Keywords: stem cells, niche, tooth, hair, nail, claw, ectodermal derivatives, Gli1

Several ectodermally derived follicular structures, such as teeth, hair and nails, produce mineralized or keratinized substances that are secreted throughout the animal’s life. The functions of these appendages include physical protection, camouflage, thermal insulation, feeding, and sensory perception. Comparing these three organs is useful for several reasons. First, a number of human genetic diseases, notably the ectodermal dysplasias, affect teeth, hair and nails in patients. Second, abnormalities of these organs can be readily detected because of their accessible exterior location, and this accessibility also can enable experimental procedures. Third, their relatively simple physiology makes these organs convenient models for deciphering the molecular underpinnings of postnatal renewal and regeneration. This is further facilitated by being able to capture all cell types, at successive stages of differentiation, in a single histological section.

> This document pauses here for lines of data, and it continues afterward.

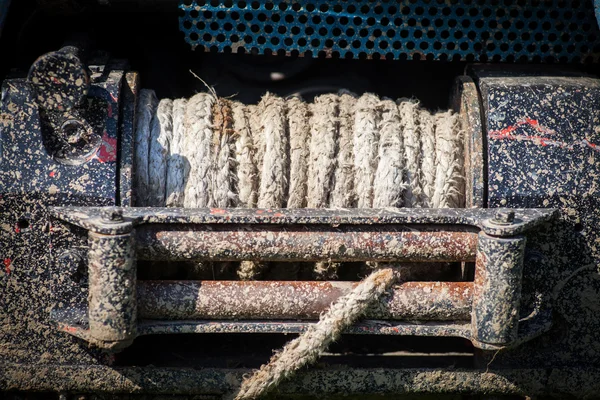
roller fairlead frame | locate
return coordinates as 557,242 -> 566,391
51,207 -> 557,350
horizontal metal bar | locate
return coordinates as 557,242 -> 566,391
138,281 -> 473,321
50,207 -> 558,236
0,363 -> 600,398
136,225 -> 477,262
136,320 -> 471,340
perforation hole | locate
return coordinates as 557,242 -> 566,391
180,0 -> 600,62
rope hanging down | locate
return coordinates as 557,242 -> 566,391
232,268 -> 394,400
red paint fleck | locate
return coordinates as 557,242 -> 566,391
489,118 -> 600,151
94,132 -> 117,163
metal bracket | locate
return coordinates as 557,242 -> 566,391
50,207 -> 557,349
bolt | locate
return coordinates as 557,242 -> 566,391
102,207 -> 123,224
492,210 -> 515,225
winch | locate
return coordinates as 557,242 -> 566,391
0,0 -> 600,399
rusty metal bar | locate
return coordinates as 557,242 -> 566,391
138,281 -> 473,321
136,225 -> 477,262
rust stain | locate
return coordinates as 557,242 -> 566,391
4,258 -> 12,275
95,132 -> 117,163
489,118 -> 600,151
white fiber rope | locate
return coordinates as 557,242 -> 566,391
135,90 -> 464,400
329,93 -> 356,208
398,99 -> 423,208
287,97 -> 311,208
182,93 -> 216,208
258,93 -> 289,208
135,90 -> 464,279
147,99 -> 173,207
354,93 -> 381,208
373,100 -> 406,208
418,110 -> 436,208
166,99 -> 187,207
231,102 -> 258,208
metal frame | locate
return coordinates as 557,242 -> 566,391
51,207 -> 557,349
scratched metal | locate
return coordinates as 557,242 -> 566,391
135,225 -> 477,262
0,61 -> 123,368
138,281 -> 473,321
474,67 -> 600,372
50,207 -> 558,236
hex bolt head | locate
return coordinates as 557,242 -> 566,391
492,210 -> 515,225
102,207 -> 123,223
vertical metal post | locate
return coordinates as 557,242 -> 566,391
472,232 -> 526,347
88,228 -> 137,349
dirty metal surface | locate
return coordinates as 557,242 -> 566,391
474,71 -> 600,368
179,0 -> 600,63
88,232 -> 138,348
472,233 -> 526,345
0,364 -> 600,398
50,207 -> 558,236
51,307 -> 478,340
452,76 -> 486,208
116,72 -> 140,207
0,64 -> 123,370
135,225 -> 477,262
138,281 -> 473,321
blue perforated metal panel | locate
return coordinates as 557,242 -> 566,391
180,0 -> 600,62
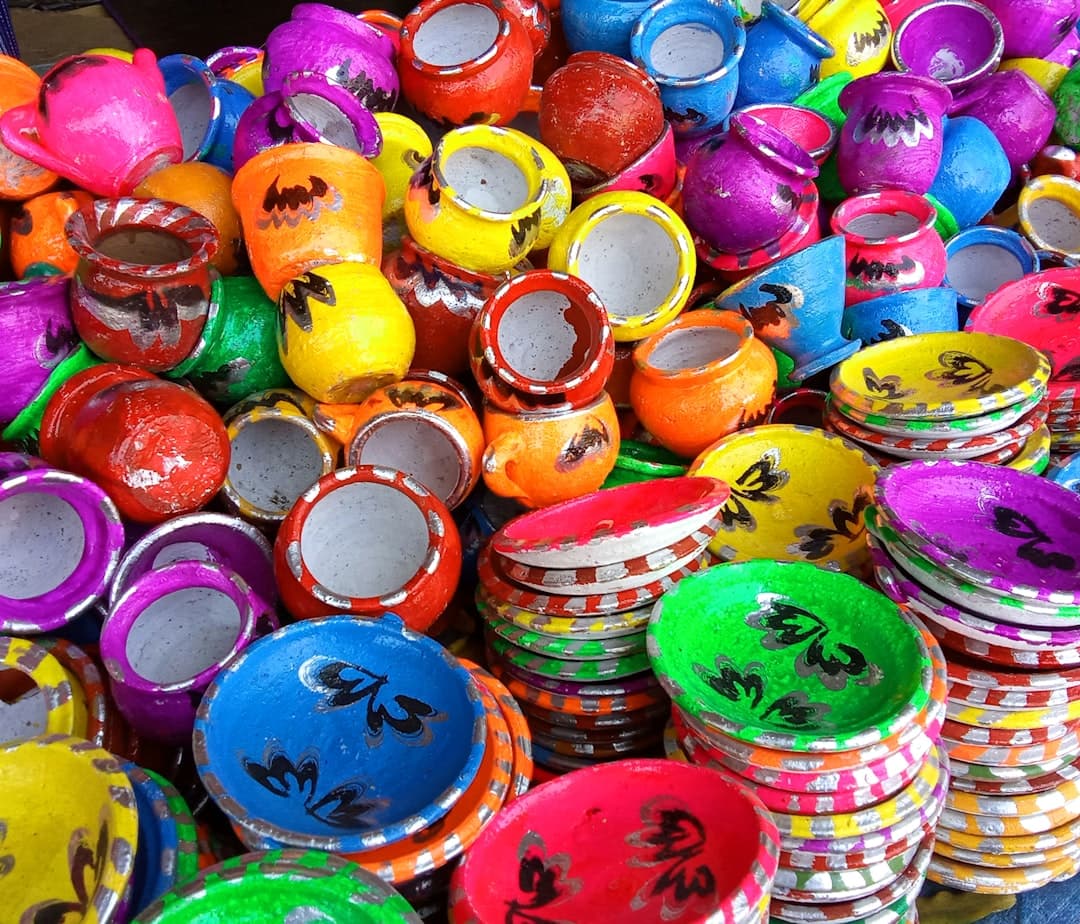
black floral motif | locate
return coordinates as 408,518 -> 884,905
503,832 -> 581,924
720,449 -> 788,532
746,598 -> 882,690
626,796 -> 716,921
994,506 -> 1077,571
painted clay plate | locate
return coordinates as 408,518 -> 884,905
131,851 -> 420,924
875,461 -> 1080,604
964,267 -> 1080,378
450,760 -> 780,924
829,332 -> 1050,419
690,424 -> 878,566
648,560 -> 933,751
490,477 -> 728,568
193,615 -> 487,853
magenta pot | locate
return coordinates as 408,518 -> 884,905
683,112 -> 818,253
836,72 -> 953,195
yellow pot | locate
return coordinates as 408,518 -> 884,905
548,192 -> 698,342
798,0 -> 892,80
278,262 -> 416,404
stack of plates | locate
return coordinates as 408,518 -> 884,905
825,332 -> 1051,474
476,477 -> 729,771
648,559 -> 949,924
867,462 -> 1080,893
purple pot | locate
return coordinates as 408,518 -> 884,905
836,72 -> 953,195
0,276 -> 79,424
948,70 -> 1057,176
683,112 -> 818,253
262,3 -> 400,112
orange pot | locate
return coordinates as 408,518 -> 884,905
630,311 -> 777,459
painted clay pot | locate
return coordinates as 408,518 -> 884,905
231,73 -> 381,169
684,112 -> 818,253
382,235 -> 521,379
314,372 -> 484,509
278,263 -> 416,404
40,363 -> 229,524
539,51 -> 664,188
734,0 -> 834,109
0,465 -> 124,635
399,0 -> 535,125
470,270 -> 615,412
274,465 -> 461,633
982,0 -> 1078,58
0,276 -> 79,423
630,311 -> 777,459
165,276 -> 292,406
67,199 -> 218,371
548,192 -> 697,342
221,389 -> 339,524
948,70 -> 1056,176
6,189 -> 94,278
158,54 -> 255,174
483,394 -> 619,507
232,144 -> 384,300
831,190 -> 945,305
100,561 -> 267,745
262,3 -> 399,111
0,55 -> 59,202
836,72 -> 953,195
630,0 -> 746,135
797,0 -> 892,80
708,235 -> 859,382
929,116 -> 1012,229
892,0 -> 1004,92
0,49 -> 184,195
405,125 -> 549,273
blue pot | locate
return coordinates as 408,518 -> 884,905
930,116 -> 1012,230
708,234 -> 862,382
158,54 -> 255,174
734,0 -> 835,109
559,0 -> 653,60
944,225 -> 1041,321
840,286 -> 960,347
630,0 -> 746,136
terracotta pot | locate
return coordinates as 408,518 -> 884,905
66,199 -> 218,371
630,311 -> 777,459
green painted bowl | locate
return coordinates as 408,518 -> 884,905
647,559 -> 933,751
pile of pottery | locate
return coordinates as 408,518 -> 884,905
825,331 -> 1051,474
648,559 -> 949,924
867,461 -> 1080,893
476,477 -> 729,771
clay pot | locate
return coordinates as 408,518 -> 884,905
66,199 -> 218,371
630,311 -> 777,459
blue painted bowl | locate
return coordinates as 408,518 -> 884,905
734,0 -> 835,109
840,286 -> 960,347
192,614 -> 486,854
707,235 -> 862,382
630,0 -> 746,136
930,116 -> 1012,230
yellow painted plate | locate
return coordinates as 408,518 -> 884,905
829,330 -> 1050,420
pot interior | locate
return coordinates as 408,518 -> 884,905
124,587 -> 242,685
229,418 -> 323,516
349,415 -> 462,503
648,327 -> 742,372
495,291 -> 593,384
413,3 -> 499,67
94,228 -> 194,267
0,491 -> 86,600
575,213 -> 679,317
300,481 -> 429,597
442,148 -> 529,215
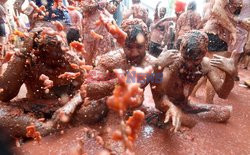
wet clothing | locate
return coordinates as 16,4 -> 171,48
207,33 -> 228,52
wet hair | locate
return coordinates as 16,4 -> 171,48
67,28 -> 81,44
229,0 -> 242,16
121,18 -> 148,45
187,1 -> 197,11
180,30 -> 208,60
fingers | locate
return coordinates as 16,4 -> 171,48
210,60 -> 222,64
174,115 -> 181,132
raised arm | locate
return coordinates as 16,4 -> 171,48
154,1 -> 161,21
211,0 -> 237,43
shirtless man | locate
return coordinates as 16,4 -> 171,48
243,33 -> 250,69
192,0 -> 242,103
230,0 -> 250,77
78,19 -> 180,122
149,2 -> 169,57
151,31 -> 235,131
123,0 -> 147,23
176,1 -> 201,37
81,0 -> 119,65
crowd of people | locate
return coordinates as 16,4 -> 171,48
0,0 -> 250,153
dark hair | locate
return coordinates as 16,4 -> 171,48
67,28 -> 81,44
125,25 -> 146,46
180,30 -> 208,60
187,1 -> 196,11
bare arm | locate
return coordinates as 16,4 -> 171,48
0,54 -> 26,102
82,0 -> 102,12
154,1 -> 161,21
205,58 -> 234,99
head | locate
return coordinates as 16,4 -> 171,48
187,1 -> 196,11
159,7 -> 167,18
66,28 -> 81,44
228,0 -> 243,16
33,32 -> 64,64
121,19 -> 148,65
175,0 -> 186,18
132,0 -> 141,4
179,30 -> 208,67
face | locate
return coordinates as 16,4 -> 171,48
229,0 -> 242,16
160,7 -> 166,18
124,43 -> 146,65
181,48 -> 206,68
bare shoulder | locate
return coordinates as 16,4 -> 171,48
141,53 -> 157,67
201,57 -> 212,74
97,49 -> 127,70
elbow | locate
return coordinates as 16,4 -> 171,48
218,92 -> 230,99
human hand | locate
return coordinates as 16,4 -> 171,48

Ectodermal appendages originate from an ectoderm-derived epithelium and a neural crest or mesoderm-derived mesenchyme [13]. Sequential epithelial-mesenchymal interactions drive development of these organs, which occurs in three phases: initiation, morphogenesis, and differentiation [4]. An epithelial thickening appears prior to an invagination into the mesenchyme. The mesenchyme then condenses into a papilla, followed by differentiation of specific epithelial and mesenchymal cell types. The morphogenesis of tooth, hair and claw utilize many of the same signaling pathways, as reviewed elsewhere [59], whereas differentiation of the mineralized or keratinized components is governed by organ-specific events.

The regenerative ability of tooth, hair and claw, as well as many other adult tissues, is dependent on tissue-specific stem cell (SC) populations that self-renew to maintain stable numbers and that possess the capacity to differentiate into distinct cell lineages. Adult SCs usually reside in a niche, which is a physiologically limited microenvironment whose nature and location vary, depending on the tissue [10]. Deciphering the signaling pathways that control the delicate balance between self-renewal and differentiation is fundamental to understanding how SCs are regulated in their niches.

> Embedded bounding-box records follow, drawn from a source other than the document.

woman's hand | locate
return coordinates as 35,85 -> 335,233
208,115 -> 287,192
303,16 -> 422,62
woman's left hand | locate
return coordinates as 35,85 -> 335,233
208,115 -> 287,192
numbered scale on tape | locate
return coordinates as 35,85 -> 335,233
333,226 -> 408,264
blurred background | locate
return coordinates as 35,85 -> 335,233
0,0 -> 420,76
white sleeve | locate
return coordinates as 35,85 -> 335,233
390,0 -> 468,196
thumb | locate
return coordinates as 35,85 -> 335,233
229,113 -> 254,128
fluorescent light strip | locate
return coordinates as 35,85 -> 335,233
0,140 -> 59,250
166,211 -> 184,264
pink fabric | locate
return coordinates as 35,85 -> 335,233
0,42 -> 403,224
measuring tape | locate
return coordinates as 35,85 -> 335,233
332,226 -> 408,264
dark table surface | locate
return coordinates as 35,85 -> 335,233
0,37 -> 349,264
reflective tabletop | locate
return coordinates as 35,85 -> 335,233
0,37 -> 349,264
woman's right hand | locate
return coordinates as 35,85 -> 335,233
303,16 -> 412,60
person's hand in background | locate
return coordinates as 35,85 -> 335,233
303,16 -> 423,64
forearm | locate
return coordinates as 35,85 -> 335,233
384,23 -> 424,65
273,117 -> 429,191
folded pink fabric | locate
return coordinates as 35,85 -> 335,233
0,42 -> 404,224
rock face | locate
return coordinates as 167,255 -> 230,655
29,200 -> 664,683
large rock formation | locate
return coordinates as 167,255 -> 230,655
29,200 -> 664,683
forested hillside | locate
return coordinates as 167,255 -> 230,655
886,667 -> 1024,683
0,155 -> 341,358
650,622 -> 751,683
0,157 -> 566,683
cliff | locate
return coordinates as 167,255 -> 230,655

Here, we provide an overview and comparison of the structures and signaling pathways involved in renewal and regeneration of mouse incisors, hair follicles and claws. Additionally, to illustrate potential similarities between these systems, we have compared the expression of Gli1, a known dental SC marker, in tooth, hair and claw.

Incisors

Teeth are used to catch and chew food and, in some species, for defense. The dentition of mammals encompasses great diversity. In contrast to humans, who replace their deciduous teeth, mice have only one set of teeth in their lifespan, consisting of four incisors and twelve molars. In some rodents, all teeth grow continuously, but in mice only the incisors grow continuously throughout the life of the animal.

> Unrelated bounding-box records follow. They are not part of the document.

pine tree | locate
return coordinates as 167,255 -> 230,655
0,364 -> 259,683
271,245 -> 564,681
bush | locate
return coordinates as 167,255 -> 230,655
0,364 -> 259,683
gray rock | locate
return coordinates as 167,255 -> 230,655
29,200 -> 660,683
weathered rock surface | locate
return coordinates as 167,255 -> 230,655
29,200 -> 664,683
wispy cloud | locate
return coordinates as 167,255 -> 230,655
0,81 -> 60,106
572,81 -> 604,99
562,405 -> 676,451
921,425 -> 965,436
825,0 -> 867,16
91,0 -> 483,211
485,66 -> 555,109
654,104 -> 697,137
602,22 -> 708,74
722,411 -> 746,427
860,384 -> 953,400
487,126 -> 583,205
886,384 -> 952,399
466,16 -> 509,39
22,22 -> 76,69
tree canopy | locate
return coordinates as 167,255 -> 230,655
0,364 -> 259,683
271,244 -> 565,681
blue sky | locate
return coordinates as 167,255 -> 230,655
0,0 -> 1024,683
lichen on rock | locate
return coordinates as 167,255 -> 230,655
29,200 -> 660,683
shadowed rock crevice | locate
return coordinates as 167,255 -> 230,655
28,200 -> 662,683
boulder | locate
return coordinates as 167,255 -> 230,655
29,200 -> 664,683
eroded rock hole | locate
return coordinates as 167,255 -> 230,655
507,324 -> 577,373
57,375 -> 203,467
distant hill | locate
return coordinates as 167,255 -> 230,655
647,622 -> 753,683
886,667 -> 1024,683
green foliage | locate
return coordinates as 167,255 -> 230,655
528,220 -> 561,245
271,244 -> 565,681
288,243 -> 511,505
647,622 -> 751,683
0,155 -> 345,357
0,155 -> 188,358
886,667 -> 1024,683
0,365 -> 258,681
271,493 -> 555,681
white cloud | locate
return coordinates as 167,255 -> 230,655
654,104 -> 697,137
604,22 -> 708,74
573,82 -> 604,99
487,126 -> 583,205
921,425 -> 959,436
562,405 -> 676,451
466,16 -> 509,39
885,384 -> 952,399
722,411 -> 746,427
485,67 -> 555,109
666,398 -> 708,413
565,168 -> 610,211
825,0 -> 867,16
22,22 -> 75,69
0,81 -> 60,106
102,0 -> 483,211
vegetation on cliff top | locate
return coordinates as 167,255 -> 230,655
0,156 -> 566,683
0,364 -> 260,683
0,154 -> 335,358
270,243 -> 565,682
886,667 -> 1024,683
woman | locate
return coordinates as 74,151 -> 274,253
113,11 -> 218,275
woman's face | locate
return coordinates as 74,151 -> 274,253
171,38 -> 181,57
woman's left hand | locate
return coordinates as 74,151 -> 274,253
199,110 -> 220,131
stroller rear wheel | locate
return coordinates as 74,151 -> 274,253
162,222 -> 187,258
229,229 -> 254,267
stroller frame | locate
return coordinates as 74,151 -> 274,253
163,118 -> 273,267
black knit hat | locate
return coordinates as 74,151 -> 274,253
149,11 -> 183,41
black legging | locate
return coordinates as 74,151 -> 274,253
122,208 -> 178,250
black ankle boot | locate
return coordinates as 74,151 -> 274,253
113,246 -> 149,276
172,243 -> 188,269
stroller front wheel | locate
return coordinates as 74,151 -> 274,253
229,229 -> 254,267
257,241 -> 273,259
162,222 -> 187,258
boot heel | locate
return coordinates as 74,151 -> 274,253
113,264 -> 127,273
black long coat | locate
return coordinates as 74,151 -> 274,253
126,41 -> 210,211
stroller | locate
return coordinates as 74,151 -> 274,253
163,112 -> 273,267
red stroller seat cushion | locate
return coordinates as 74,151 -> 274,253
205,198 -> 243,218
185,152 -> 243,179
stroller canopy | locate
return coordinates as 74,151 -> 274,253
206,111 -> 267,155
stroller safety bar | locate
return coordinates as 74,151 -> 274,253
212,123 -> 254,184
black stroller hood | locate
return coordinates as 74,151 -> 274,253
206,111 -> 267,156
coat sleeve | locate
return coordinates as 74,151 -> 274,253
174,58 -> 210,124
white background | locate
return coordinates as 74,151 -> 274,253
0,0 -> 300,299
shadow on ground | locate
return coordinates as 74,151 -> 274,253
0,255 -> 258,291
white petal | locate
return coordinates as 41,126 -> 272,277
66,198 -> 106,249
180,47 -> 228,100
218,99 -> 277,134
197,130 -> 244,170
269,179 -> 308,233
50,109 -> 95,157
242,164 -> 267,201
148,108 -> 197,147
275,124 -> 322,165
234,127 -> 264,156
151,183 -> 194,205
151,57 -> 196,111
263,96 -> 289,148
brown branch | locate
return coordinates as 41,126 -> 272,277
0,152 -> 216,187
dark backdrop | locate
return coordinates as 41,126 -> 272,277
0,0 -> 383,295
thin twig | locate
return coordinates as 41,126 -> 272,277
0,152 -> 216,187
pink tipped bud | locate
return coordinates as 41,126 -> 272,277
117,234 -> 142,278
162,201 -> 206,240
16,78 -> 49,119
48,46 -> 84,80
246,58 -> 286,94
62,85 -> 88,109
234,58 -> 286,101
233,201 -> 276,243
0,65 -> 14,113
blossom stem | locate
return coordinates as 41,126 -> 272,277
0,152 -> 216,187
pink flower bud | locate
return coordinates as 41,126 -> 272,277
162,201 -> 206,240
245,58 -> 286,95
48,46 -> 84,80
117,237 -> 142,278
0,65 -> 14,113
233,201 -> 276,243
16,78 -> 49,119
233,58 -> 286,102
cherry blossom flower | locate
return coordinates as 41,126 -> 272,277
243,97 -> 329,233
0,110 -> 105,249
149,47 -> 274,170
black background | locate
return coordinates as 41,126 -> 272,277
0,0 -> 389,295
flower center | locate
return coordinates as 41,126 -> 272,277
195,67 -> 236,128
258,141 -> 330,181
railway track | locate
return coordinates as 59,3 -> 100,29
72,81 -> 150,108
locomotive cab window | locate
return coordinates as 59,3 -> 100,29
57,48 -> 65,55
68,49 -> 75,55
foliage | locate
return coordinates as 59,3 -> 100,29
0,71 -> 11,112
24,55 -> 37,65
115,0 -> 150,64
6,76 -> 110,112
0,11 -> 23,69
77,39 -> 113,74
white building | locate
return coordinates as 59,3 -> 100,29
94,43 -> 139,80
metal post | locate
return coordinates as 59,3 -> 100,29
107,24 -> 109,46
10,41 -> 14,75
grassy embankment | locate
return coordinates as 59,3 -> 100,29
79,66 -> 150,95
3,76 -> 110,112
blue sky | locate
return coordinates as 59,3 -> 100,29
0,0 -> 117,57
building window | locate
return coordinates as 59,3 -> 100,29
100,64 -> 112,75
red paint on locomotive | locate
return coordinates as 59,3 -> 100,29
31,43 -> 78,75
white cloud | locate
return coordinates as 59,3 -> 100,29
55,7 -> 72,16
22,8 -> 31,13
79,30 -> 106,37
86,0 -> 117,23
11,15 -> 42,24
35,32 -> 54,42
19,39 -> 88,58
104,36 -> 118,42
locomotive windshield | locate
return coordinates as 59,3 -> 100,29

The ability of the incisor to grow depends on the presence of epithelial and mesenchymal SCs that have the capacity to self-renew and differentiate into all cell types of the adult tooth (Fig. 1A). SCs located in the labial cervical loop (laCL) contribute to a population of transit-amplifying (T-A) cells that undergo several rounds of cell division before they move distally and differentiate into ameloblasts or stratum intermedium cells [11]. The ameloblasts secrete enamel matrix that mineralizes. The pre-odontoblasts, which are derived from SCs in the mesenchyme, are located adjacent to the inner dental epithelium and give rise to dentin-secreting odontoblasts that maintain contact with the basement membrane. Rodent incisors do not have a typical crown or root but rather possess a crown-like labial (near the lip) surface covered by enamel and a root-like lingual (near the tongue) surface where enamel is absent. Periodontal ligament and alveolar bone are derived from the mesenchyme and anchor the teeth to the bones in the jaw.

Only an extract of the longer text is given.